Société

Des RER métropolitains pour atterrir

Historien, Historien

Fin novembre, le président Macron lançait à la surprise générale l’idée d’un plan de « RER métropolitains » destinés à relier les périphéries aux villes-centres comme alternatives aux véhicules motorisés dans une dizaine d’agglomérations du pays. Si l’idée n’est pas nécessairement mauvaise, elle n’a de sens que si l’on se donne les moyens de penser l’aménagement du territoire au-delà des pôles urbains les plus « rentables » pour prendre aussi en compte des territoires n’ayant que peu d’alternatives à l’automobilisme.
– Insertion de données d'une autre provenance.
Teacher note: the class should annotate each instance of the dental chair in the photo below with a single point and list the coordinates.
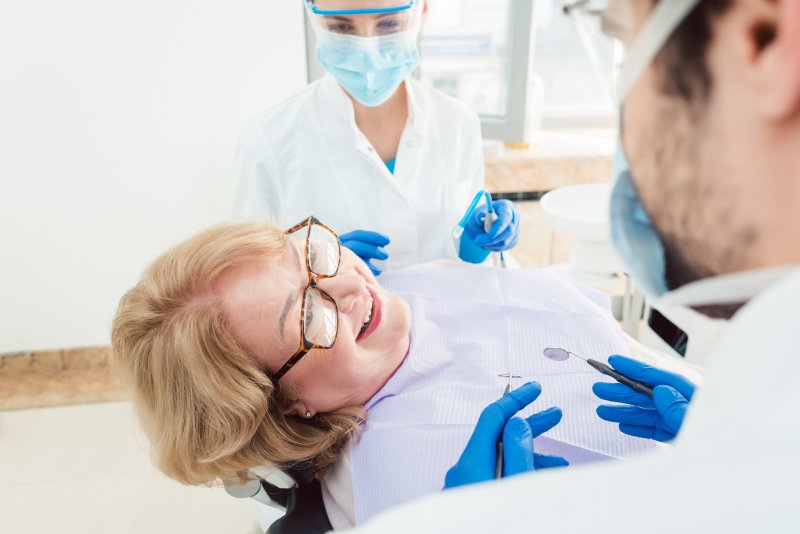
(295, 491)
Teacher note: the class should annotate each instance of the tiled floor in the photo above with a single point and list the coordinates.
(85, 470)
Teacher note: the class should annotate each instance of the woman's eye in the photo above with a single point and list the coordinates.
(340, 27)
(389, 26)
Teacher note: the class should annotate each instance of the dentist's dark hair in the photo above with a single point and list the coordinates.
(682, 62)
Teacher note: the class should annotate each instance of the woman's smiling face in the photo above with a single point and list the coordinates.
(259, 297)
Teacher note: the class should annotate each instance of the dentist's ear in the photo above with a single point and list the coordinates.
(773, 44)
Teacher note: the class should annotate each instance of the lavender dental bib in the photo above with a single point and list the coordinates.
(468, 325)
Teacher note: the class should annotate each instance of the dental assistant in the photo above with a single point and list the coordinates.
(389, 163)
(711, 93)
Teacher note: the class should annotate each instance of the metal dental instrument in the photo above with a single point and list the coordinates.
(498, 469)
(560, 355)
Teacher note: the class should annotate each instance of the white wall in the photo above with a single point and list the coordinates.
(118, 127)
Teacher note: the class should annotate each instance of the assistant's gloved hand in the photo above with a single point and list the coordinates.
(367, 246)
(478, 461)
(503, 234)
(659, 418)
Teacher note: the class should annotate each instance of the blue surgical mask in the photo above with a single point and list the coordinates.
(369, 68)
(632, 233)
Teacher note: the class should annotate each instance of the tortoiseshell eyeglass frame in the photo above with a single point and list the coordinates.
(305, 345)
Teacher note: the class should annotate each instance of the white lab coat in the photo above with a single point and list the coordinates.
(306, 156)
(734, 468)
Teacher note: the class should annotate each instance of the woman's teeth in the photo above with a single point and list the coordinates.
(369, 311)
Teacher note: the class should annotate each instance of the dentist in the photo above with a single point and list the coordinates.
(387, 161)
(705, 212)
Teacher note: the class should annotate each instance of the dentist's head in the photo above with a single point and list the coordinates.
(200, 338)
(711, 133)
(370, 47)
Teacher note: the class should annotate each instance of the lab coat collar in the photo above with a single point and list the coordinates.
(418, 116)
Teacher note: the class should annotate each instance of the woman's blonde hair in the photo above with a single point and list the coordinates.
(209, 410)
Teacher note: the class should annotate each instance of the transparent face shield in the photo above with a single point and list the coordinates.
(377, 19)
L’expérience d’une vingtaine d’années d’animation et d’accompagnement d’un réseau international de recherches sur la mobilité autorise un peu de recul quant aux « nouveautés » et « avancées » qui animent périodiquement le champ, devenu très visible, des enjeux des déplacements, des trafics et des mobilités. Ainsi en est-il des « RER métropolitains » destinés à relier les périphéries aux villes-centres comme alternatives aux véhicules motorisés. C’est l’idée lancée à la surprise générale par le président de la République Emmanuel Macron à la fin du mois de novembre 2022, dans un climat social particulièrement tendu. Pourtant, bien qu’elle ne soit pas inédite, cette ambition nous paraît intéressante, car elle offre un côté « retour aux fondamentaux » et « atterrissage indispensable » que l’on va ici s’évertuer à expliciter.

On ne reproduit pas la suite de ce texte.